Diplomats have walked out of a speech by the Iranian president at a UN anti-racism conference after he described Israel as a "racist government".
Two protesters, wearing coloured wigs, disrupted the beginning of the speech by President Mahmoud Ahmadinejad - followed by the Western walkout.
Others enthusiastically clapped as Mr Ahmadinejad continued his address.
France said it was a "hate speech". A number of other Western countries have boycotted the conference altogether.
The walkout is a public relations disaster for the United Nations, which had hoped the conference would be a shining example of what the UN is supposed to do best - uniting to combat injustice in the world, says the BBC's Imogen Foulkes in Geneva.
The walkout by delegates from at least 30 countries happened within minutes of the speech starting on Monday.

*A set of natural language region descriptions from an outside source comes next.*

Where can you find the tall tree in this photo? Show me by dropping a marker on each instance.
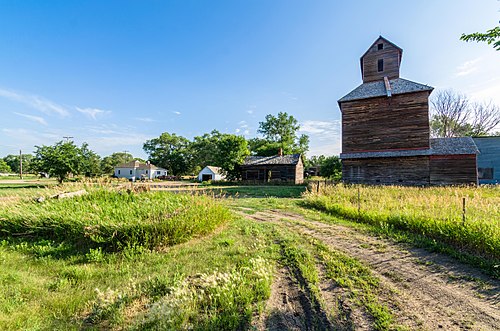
(171, 152)
(279, 131)
(111, 161)
(91, 165)
(4, 167)
(491, 36)
(453, 115)
(64, 158)
(14, 164)
(223, 150)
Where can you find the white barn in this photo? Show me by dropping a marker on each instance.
(136, 170)
(211, 173)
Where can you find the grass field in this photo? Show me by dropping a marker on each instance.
(435, 213)
(118, 259)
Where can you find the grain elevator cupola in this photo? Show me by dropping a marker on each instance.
(382, 59)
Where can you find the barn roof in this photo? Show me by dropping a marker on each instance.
(377, 89)
(138, 165)
(291, 159)
(439, 146)
(215, 170)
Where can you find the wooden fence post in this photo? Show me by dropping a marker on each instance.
(463, 211)
(359, 204)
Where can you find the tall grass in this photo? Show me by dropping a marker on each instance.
(115, 220)
(435, 213)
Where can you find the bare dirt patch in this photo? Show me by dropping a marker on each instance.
(428, 290)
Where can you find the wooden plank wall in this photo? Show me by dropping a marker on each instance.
(387, 171)
(278, 172)
(453, 170)
(391, 56)
(398, 122)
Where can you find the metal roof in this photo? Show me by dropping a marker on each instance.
(136, 164)
(377, 89)
(215, 170)
(291, 159)
(439, 146)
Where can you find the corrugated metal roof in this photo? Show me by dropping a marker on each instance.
(377, 89)
(215, 170)
(138, 165)
(439, 146)
(453, 146)
(275, 159)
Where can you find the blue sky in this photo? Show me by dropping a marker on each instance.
(116, 73)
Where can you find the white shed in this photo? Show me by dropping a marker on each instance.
(136, 170)
(211, 173)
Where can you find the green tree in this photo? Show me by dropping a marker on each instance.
(279, 131)
(91, 166)
(454, 115)
(109, 162)
(491, 36)
(171, 152)
(64, 158)
(331, 167)
(4, 167)
(13, 162)
(223, 150)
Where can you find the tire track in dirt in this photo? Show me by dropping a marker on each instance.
(431, 291)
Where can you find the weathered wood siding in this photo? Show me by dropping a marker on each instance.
(299, 172)
(488, 161)
(273, 173)
(453, 170)
(387, 171)
(397, 122)
(389, 54)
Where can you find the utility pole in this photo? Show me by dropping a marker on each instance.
(21, 164)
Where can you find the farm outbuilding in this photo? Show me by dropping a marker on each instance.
(386, 134)
(277, 168)
(135, 170)
(488, 161)
(211, 173)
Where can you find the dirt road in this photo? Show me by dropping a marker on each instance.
(425, 291)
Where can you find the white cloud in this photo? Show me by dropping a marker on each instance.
(324, 149)
(33, 118)
(44, 105)
(92, 112)
(467, 67)
(321, 130)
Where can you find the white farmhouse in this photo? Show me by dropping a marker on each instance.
(211, 173)
(136, 170)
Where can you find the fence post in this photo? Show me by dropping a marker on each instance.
(359, 204)
(463, 211)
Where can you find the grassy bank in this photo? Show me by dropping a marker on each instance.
(434, 213)
(114, 220)
(215, 282)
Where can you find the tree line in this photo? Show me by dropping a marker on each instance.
(452, 115)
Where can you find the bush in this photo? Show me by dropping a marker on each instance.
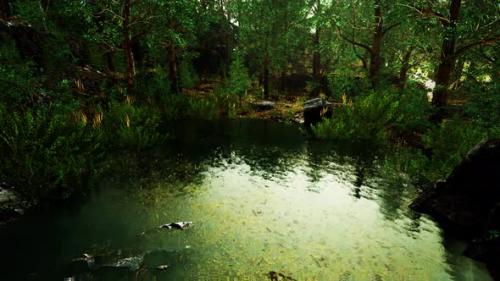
(44, 153)
(448, 144)
(367, 118)
(133, 127)
(377, 116)
(484, 107)
(239, 81)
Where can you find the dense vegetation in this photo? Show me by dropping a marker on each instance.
(80, 79)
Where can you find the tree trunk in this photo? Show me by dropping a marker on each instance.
(109, 56)
(265, 78)
(378, 36)
(5, 9)
(173, 73)
(317, 56)
(405, 66)
(447, 62)
(127, 48)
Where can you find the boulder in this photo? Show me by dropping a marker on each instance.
(315, 110)
(264, 105)
(466, 199)
(468, 203)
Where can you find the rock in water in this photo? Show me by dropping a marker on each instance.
(264, 105)
(468, 203)
(177, 225)
(466, 199)
(315, 110)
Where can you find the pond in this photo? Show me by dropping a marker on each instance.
(264, 201)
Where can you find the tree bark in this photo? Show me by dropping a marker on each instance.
(5, 9)
(265, 78)
(405, 66)
(127, 48)
(447, 62)
(173, 73)
(378, 36)
(316, 64)
(109, 57)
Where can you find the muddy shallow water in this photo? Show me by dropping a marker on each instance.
(261, 197)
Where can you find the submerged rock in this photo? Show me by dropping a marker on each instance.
(277, 276)
(264, 105)
(466, 200)
(81, 265)
(468, 203)
(177, 225)
(317, 109)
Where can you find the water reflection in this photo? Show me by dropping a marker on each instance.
(262, 198)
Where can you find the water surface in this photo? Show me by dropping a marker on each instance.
(261, 198)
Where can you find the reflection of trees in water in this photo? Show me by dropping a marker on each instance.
(273, 150)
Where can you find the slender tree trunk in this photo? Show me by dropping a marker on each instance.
(109, 57)
(457, 73)
(127, 48)
(447, 62)
(173, 69)
(405, 66)
(378, 36)
(265, 78)
(5, 9)
(317, 56)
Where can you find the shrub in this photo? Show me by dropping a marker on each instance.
(448, 144)
(133, 127)
(239, 81)
(44, 153)
(367, 118)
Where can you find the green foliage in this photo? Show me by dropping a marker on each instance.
(377, 116)
(187, 75)
(484, 107)
(448, 144)
(44, 153)
(182, 107)
(413, 111)
(133, 127)
(239, 81)
(368, 118)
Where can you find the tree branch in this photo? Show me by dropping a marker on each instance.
(482, 42)
(364, 46)
(390, 27)
(428, 12)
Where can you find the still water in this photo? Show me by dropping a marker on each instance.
(262, 198)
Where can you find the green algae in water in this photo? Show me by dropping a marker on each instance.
(273, 204)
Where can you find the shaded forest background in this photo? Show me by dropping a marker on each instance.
(81, 78)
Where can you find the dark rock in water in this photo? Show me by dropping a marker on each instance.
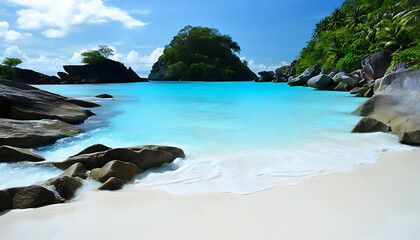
(26, 134)
(144, 157)
(31, 197)
(368, 125)
(5, 201)
(93, 149)
(375, 65)
(350, 81)
(410, 138)
(302, 79)
(265, 76)
(24, 103)
(396, 103)
(104, 96)
(75, 170)
(112, 184)
(66, 186)
(322, 82)
(108, 71)
(32, 77)
(82, 103)
(119, 169)
(14, 154)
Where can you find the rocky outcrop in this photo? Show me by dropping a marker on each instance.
(302, 79)
(265, 76)
(119, 169)
(14, 154)
(396, 103)
(27, 134)
(66, 186)
(375, 65)
(321, 82)
(31, 197)
(367, 125)
(112, 184)
(32, 77)
(17, 101)
(108, 71)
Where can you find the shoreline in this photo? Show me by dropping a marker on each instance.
(375, 201)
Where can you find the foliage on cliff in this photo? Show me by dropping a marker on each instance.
(201, 53)
(358, 27)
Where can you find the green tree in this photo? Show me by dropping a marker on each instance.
(7, 68)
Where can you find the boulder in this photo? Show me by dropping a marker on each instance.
(31, 197)
(22, 103)
(108, 71)
(368, 125)
(75, 170)
(26, 134)
(375, 65)
(119, 169)
(104, 96)
(302, 79)
(112, 184)
(14, 154)
(322, 82)
(350, 81)
(265, 76)
(396, 102)
(66, 186)
(5, 201)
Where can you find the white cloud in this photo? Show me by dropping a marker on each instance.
(50, 64)
(258, 67)
(10, 35)
(57, 17)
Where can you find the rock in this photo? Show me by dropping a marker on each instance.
(108, 71)
(5, 201)
(396, 103)
(14, 154)
(32, 77)
(265, 76)
(66, 186)
(144, 157)
(75, 170)
(119, 169)
(104, 96)
(302, 79)
(27, 134)
(322, 82)
(31, 197)
(22, 103)
(341, 87)
(375, 65)
(112, 184)
(82, 103)
(368, 125)
(410, 138)
(93, 149)
(349, 80)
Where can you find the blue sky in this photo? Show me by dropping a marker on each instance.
(47, 34)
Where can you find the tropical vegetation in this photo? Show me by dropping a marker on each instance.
(359, 27)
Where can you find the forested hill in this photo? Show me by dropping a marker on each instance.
(359, 27)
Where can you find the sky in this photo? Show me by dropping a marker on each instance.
(47, 34)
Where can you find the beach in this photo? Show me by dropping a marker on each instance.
(376, 201)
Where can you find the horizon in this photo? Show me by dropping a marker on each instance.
(48, 34)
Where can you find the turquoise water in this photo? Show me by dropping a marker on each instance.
(238, 137)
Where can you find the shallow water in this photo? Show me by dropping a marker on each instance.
(238, 137)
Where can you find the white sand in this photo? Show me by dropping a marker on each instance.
(377, 201)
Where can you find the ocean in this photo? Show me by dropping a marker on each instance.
(238, 137)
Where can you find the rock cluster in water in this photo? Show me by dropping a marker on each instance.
(113, 167)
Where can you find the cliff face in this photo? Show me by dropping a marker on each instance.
(106, 72)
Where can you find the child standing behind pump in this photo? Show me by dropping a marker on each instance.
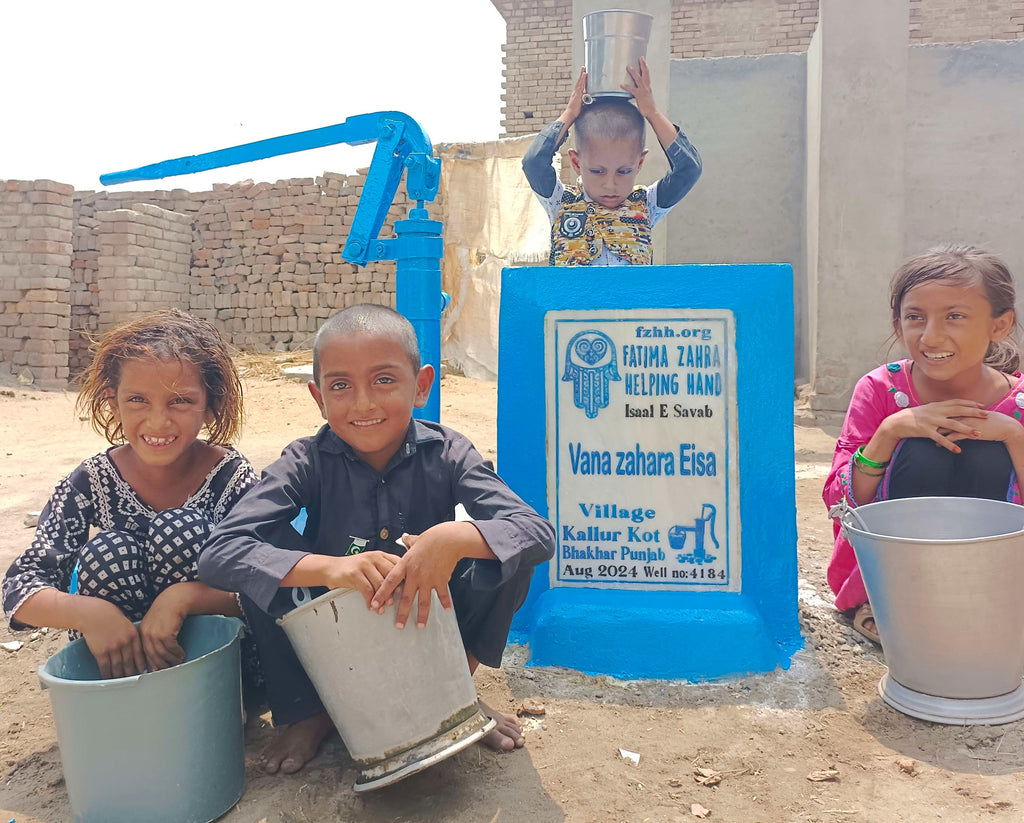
(605, 220)
(153, 386)
(947, 421)
(371, 475)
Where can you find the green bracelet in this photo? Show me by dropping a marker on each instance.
(858, 456)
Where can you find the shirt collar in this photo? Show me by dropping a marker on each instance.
(416, 434)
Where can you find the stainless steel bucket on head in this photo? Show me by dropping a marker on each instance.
(613, 39)
(944, 577)
(402, 699)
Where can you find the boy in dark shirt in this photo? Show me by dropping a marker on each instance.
(370, 475)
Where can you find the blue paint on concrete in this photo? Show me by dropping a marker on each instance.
(669, 635)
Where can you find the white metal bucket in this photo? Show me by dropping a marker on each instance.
(166, 746)
(402, 699)
(944, 577)
(613, 39)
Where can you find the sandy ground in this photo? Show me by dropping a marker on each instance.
(764, 735)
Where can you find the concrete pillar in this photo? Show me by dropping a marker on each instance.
(657, 59)
(857, 81)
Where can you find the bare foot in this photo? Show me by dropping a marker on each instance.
(507, 735)
(297, 744)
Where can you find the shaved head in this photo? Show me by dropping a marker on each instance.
(370, 319)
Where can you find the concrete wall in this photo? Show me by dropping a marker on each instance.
(859, 166)
(747, 117)
(143, 263)
(966, 148)
(35, 280)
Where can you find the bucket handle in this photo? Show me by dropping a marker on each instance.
(300, 596)
(849, 517)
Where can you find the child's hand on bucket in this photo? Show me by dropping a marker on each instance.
(112, 638)
(426, 567)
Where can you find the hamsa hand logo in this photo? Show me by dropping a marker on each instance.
(590, 363)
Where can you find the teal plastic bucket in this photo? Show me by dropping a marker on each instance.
(161, 747)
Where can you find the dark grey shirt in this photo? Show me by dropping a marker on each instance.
(350, 508)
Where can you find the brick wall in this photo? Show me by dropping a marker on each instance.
(35, 279)
(144, 255)
(539, 40)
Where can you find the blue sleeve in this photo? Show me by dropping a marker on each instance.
(254, 547)
(684, 171)
(537, 162)
(516, 533)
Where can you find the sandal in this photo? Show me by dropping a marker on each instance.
(864, 623)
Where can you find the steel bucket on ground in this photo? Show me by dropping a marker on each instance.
(613, 39)
(402, 699)
(162, 747)
(944, 577)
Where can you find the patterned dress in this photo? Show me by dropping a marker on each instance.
(877, 395)
(135, 552)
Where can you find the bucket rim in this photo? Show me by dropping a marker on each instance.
(938, 540)
(48, 680)
(308, 606)
(617, 11)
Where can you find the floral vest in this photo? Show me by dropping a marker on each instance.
(582, 227)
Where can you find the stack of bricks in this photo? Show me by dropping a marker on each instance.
(539, 74)
(261, 261)
(700, 29)
(36, 220)
(143, 261)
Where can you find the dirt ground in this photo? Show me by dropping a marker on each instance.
(764, 735)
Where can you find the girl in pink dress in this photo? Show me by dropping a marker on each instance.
(947, 421)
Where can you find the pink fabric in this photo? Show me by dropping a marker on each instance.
(875, 399)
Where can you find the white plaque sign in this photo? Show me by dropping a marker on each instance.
(642, 478)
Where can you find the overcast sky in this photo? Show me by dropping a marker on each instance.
(95, 87)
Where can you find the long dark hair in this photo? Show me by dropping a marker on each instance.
(964, 265)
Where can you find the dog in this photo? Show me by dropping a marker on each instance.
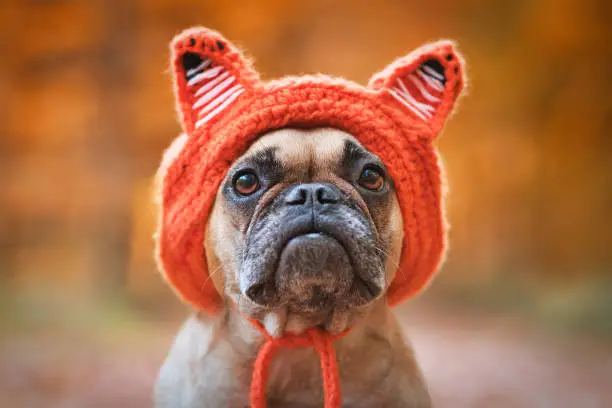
(293, 214)
(305, 231)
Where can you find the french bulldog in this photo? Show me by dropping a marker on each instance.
(305, 231)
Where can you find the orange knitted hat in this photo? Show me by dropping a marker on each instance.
(224, 106)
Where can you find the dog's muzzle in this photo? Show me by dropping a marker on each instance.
(310, 248)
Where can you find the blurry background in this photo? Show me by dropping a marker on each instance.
(520, 315)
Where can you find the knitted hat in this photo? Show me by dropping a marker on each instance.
(224, 107)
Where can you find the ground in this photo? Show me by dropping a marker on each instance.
(468, 362)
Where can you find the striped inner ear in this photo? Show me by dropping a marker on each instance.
(212, 87)
(422, 90)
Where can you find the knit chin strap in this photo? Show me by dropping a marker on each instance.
(313, 337)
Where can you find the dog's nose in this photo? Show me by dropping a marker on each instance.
(313, 193)
(260, 293)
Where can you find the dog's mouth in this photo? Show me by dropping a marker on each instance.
(316, 270)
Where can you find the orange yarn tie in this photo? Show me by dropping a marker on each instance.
(313, 337)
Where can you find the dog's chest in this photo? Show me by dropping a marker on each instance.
(295, 378)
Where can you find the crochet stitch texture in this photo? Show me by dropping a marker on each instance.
(224, 106)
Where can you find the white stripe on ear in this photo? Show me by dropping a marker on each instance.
(219, 108)
(210, 75)
(424, 84)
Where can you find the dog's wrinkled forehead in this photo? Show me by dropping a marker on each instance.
(306, 153)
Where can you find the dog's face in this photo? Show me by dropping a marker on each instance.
(305, 230)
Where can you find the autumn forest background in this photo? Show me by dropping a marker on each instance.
(523, 305)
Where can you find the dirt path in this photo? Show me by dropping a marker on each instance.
(468, 362)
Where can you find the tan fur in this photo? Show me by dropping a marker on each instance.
(211, 361)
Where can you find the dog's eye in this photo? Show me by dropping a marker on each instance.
(246, 183)
(372, 179)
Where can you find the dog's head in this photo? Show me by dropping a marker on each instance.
(305, 230)
(303, 227)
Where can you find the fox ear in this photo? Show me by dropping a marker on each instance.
(425, 83)
(210, 75)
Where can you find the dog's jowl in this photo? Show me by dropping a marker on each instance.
(293, 215)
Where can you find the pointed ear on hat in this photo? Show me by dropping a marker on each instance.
(210, 75)
(425, 84)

The delegates planned to return later to participate in the rest of the conference.
One of the two protesters escorted out of the conference hall managed to throw an object at the Iranian president - as they yelled "racist, racist" as he stood at the podium.
Mr Ahmadinejad, the only major leader to attend the conference, said Jewish migrants from Europe and the United States had been sent to the Middle East after World War II "in order to establish a racist government in the occupied Palestine".
He continued, through an interpreter: "And in fact, in compensation for the dire consequences of racism in Europe, they helped bring to power the most cruel and repressive racist regime in Palestine."
French Ambassador Jean-Baptiste Mattei said: "As soon as he started to address the question of the Jewish people and Israel, we had no reason to stay in the room," Associated Press reported.